Referee and FIDE Fair Play Commission member Andy Howie outlined the measures in place to prevent overboard fraud such as metal detectors, signal scanners, non-linear scanners and thermal imaging.

However, security measures have not stopped people from trying to cheat, and the history of the game is full of scandals.

Carlsen thinks about a move during the 8th round of the 44th Chess Olympiad against Slovakia.

Allegations of cheating and foul play continued to fly at the 1978 World Chess Championship final, with one grandmaster present calling it “the strangest and dirtiest World Championship match in the history of chess”.

At one time, Anatoly Karpov, the young champion of the USSR, said that Viktor Korchnoi, who was in Russian exile, was trying to blind him with mirrored glasses, reports El País.

Later, the waiters served Karpov blueberry yogurt, and Korchnoi suggested that he use it for the coded communications of his rival’s analysts.

In 2021, Karpov won the match, which was recreated in the Russian film “World Champion”.

FIDE recently stripped Georgia’s Gayoz Nigalidze of his grandmaster title and banned him from competitive chess for three years in 2015 after checking his phone mid-game to find the best move.

Also in 2015, an arbiter caught Italian amateur Arcangelo Ricciardi cheating in a competition using Morse code and a camera.

According to information, Ricciardi was hiding a video camera in a pendant around his neck, wires on his body and a small box under his arm.

“I kept looking at him. “He was always sitting, never standing,” head referee Jean Coquero told La Stampa. “It’s amazing, we’re talking hours and hours of playing. Above all, he always folded his arms and carried his thumbs under his armpits. He never released it.

“Then he blinked, as if his unnatural eyes were fixed on the board, but lost in some other thought. Then I realized: he was deciphering Morse code signals. Point line. That’s it.”

Riccardi denied cheating.

It is unclear whether Niemann actually cheated on Carlsen – an allegation the American vehemently denies.

In any case, theoretically, if someone were to input Carlsen’s moves into a chess engine like Stockfish, for example, they could beat or draw Carlsen with almost 100% probability.

There is no clear evidence either way, but the five-time world champion appears to have been convinced of a rough performance in the Sinquefield Cup.

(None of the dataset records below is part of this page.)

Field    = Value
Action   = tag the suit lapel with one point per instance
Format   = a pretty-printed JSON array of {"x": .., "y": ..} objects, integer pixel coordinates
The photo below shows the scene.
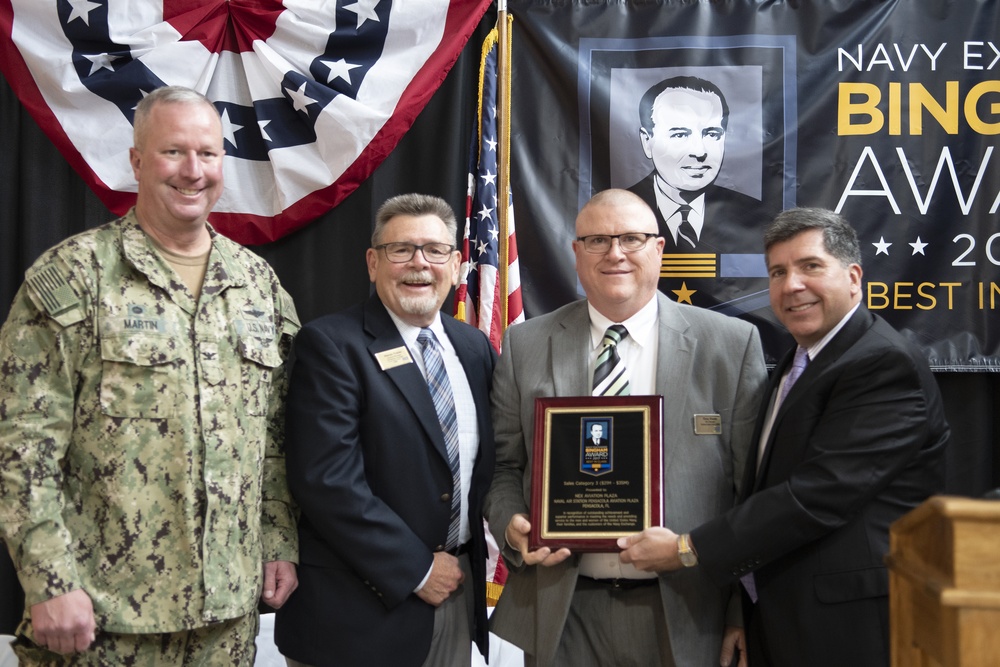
[
  {"x": 472, "y": 364},
  {"x": 570, "y": 347},
  {"x": 674, "y": 359},
  {"x": 852, "y": 330},
  {"x": 407, "y": 377}
]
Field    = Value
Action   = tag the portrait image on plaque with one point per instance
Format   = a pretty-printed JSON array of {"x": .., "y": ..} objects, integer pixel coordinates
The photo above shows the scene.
[{"x": 596, "y": 470}]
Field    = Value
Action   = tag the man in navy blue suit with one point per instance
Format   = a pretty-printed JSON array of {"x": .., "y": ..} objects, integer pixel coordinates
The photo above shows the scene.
[
  {"x": 850, "y": 437},
  {"x": 386, "y": 576}
]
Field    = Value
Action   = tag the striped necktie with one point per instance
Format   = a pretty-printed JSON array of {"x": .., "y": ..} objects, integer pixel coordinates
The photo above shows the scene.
[
  {"x": 444, "y": 405},
  {"x": 610, "y": 377}
]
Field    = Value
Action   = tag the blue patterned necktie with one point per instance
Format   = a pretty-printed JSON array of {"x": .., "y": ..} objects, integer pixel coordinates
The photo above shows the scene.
[
  {"x": 610, "y": 378},
  {"x": 444, "y": 405}
]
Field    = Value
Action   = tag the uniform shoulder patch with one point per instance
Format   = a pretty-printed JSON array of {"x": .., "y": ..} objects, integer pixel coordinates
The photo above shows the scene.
[
  {"x": 53, "y": 290},
  {"x": 288, "y": 313}
]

It’s a lot harder to cheat when you’re sitting across from your opponent with their eyes on you and an official over your shoulder, but that hasn’t stopped players throughout history from trying.

According to Howie, top players who rely on their chess careers are less likely to cheat when they lose on the line.

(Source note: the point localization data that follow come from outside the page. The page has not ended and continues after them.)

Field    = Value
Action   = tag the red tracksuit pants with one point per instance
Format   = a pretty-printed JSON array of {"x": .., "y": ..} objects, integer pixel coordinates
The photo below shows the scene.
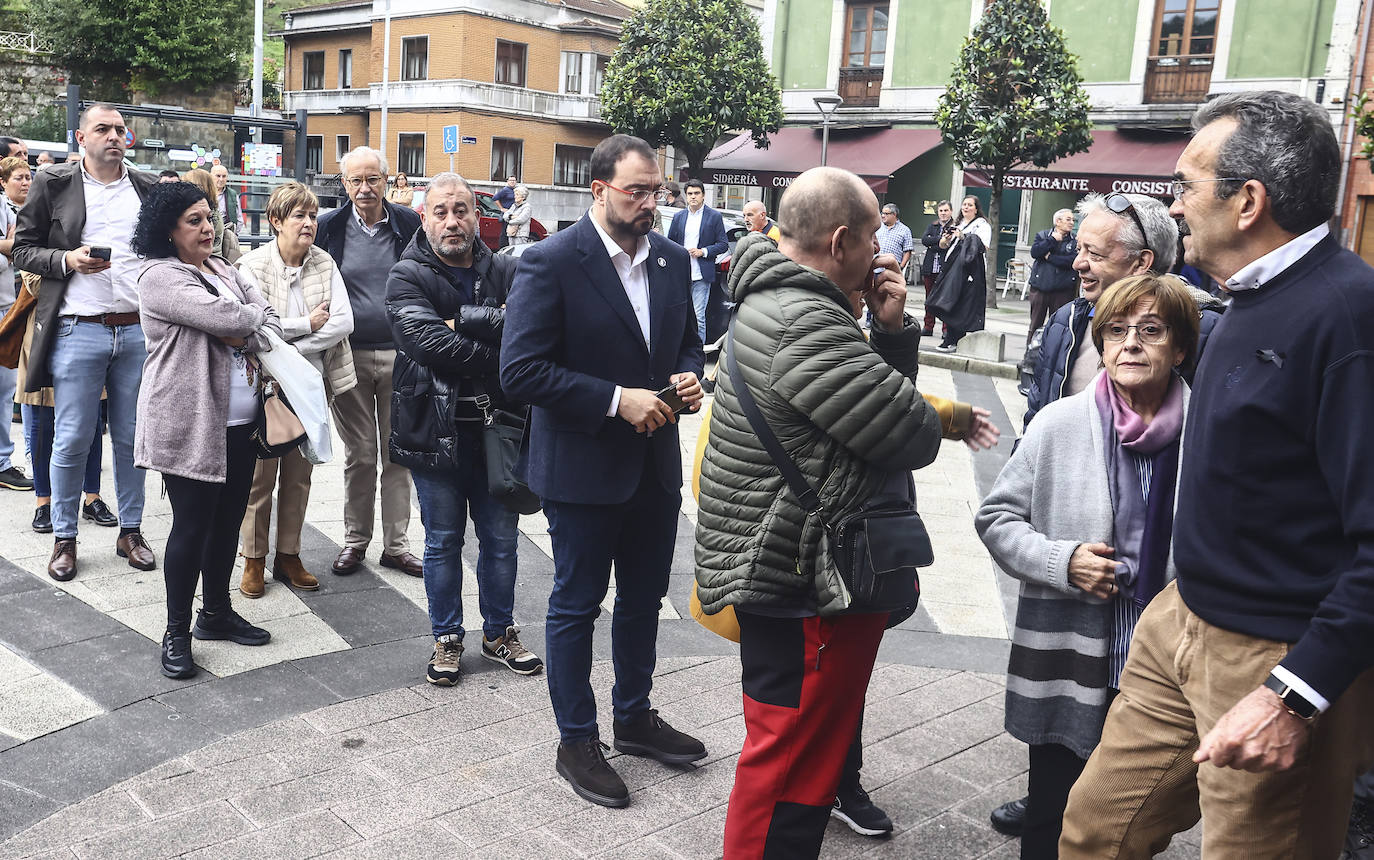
[{"x": 804, "y": 683}]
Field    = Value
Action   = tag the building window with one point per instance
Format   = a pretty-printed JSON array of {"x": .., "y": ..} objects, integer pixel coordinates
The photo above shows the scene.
[
  {"x": 866, "y": 35},
  {"x": 312, "y": 63},
  {"x": 346, "y": 69},
  {"x": 411, "y": 154},
  {"x": 572, "y": 72},
  {"x": 510, "y": 63},
  {"x": 315, "y": 153},
  {"x": 415, "y": 58},
  {"x": 506, "y": 158},
  {"x": 572, "y": 166}
]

On August 8, Carlsen will face the Moldovan team in the 10th round of the 44th Chess Olympiad held in Mahabalipuram.

“You have someone like Hikaru Nakamura or Magnus Carlsen or Levon Aronian or Ian Nepomniatchi. If they were caught cheating, it would be devastating for them, for their careers,” he told CNN Sport. “This is their career. They cannot do this because it would be very destructive for them.

“They would lose all trust, all sponsorship. They have too much to lose. Now that doesn’t mean we treat it like they never cheat. When we’re dealing with their tournaments, we’re really, really strict, just to make sure there’s nothing… I don’t think I’ll ever find any scams like that.

“I’d be really surprised if I saw one of these guys cheat. But when you get down the ladder, you’ll see people cheating on your weaker players. People who see this, it doesn’t matter to them, they will be banned for a year or two. ‘Then what? I will come and play in a couple of years. I’m not too worried about it.’ It doesn’t affect the best players. This is not their livelihood.’

And as the Carlsen-Niemann feud continues to dominate the sport, who knows what truth the stories will bring.